Aug 21, 2012 2:45 PM

Google's Mind-Blowing Big-Data Tool Grows Open Source Twin

Google reinvented data analysis with a sweeping software platform called Dremel. And now, Silicon Valley startup MapR has launched an open source project that seeks to duplicate the platform.

Image may contain Human Person Animal Reptile Dinosaur Machine Clothing Apparel Helmet and Hardhat

Mike Olson and John Schroeder shared a stage at a recent meeting of Silicon Valley's celebrated Churchill Club, and they didn't exactly see eye to eye.
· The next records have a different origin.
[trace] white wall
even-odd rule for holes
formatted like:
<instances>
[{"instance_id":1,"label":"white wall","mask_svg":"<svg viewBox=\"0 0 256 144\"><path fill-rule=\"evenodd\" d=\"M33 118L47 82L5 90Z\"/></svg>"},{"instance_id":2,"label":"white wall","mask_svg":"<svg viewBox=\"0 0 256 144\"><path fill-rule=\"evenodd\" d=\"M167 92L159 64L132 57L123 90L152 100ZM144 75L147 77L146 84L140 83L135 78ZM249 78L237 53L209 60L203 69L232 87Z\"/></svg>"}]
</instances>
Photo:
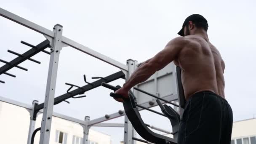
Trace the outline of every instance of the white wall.
<instances>
[{"instance_id":1,"label":"white wall","mask_svg":"<svg viewBox=\"0 0 256 144\"><path fill-rule=\"evenodd\" d=\"M232 139L256 136L256 118L234 122Z\"/></svg>"},{"instance_id":2,"label":"white wall","mask_svg":"<svg viewBox=\"0 0 256 144\"><path fill-rule=\"evenodd\" d=\"M35 128L41 126L43 115L37 116ZM27 144L30 115L26 109L0 101L0 144ZM79 124L53 117L49 144L55 142L56 130L67 133L67 144L72 144L73 136L83 137L83 128ZM34 144L39 144L39 132L35 137ZM89 140L98 144L110 144L110 136L93 131L89 132Z\"/></svg>"}]
</instances>

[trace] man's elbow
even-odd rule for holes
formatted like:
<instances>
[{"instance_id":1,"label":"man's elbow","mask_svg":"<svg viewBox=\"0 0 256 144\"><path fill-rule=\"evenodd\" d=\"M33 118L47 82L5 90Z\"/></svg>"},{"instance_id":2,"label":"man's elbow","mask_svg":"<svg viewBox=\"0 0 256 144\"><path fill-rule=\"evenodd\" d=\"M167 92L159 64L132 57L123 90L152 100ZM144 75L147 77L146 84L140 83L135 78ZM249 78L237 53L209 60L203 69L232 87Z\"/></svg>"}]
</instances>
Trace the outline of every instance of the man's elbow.
<instances>
[{"instance_id":1,"label":"man's elbow","mask_svg":"<svg viewBox=\"0 0 256 144\"><path fill-rule=\"evenodd\" d=\"M145 64L145 65L148 69L153 74L160 70L160 65L159 63L154 61L149 61Z\"/></svg>"}]
</instances>

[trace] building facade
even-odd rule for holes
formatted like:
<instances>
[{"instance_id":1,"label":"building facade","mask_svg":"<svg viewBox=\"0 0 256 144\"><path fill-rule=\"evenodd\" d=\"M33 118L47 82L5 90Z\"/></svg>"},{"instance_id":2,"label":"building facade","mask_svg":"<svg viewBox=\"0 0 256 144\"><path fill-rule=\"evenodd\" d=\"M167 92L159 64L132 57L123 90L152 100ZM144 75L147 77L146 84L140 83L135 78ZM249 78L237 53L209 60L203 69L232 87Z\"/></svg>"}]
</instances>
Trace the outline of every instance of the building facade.
<instances>
[{"instance_id":1,"label":"building facade","mask_svg":"<svg viewBox=\"0 0 256 144\"><path fill-rule=\"evenodd\" d=\"M231 144L256 144L256 118L233 123Z\"/></svg>"},{"instance_id":2,"label":"building facade","mask_svg":"<svg viewBox=\"0 0 256 144\"><path fill-rule=\"evenodd\" d=\"M35 128L41 126L42 114L39 115ZM25 108L0 101L0 144L27 144L30 115ZM74 122L53 117L50 144L82 144L82 126ZM37 133L39 133L38 132ZM110 136L90 129L89 144L110 144ZM37 133L34 144L39 143Z\"/></svg>"}]
</instances>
Olson is the CEO of a Valley startup called Cloudera, and Schroeder is the boss at MapR, a conspicuous Cloudera rival. Both outfits deal in Hadoop -- a sweeping open source software platform based on data center technologies that underpinned the rise of Google's web-dominating search engine -- but in building their particular businesses, the two startups approached Hadoop from two very different directions.

Whereas Cloudera worked closely with the open source Hadoop project to enhance the software code that's freely available to the world at large, MapR decided to rebuild the platform from the ground up, and when that was done, it sold the new code as proprietary software. On stage last month during a panel discussion dedicated to Hadoop, Olson and Schroeder went toe-to-toe over whose approach made the most sense, and as so often happens in the Valley when open source is the subject at hand, the dispute raised more than a little heat from those sitting in the audience.

>'Drill is a new set of APIs. It's a new system. It really helps to get adoption of new APIs if those APIs are open.'

— Tomer Shiran

Schroeder said that MapR wasn't necessarily opposed to open development. The company took the Hadoop code behind closed doors, he explained, at least in part because those driving the open source project were unwilling to quickly make the changes MapR wanted to make. "There are a lot of politics in the open source community," he said, "and things are different depending on your situation."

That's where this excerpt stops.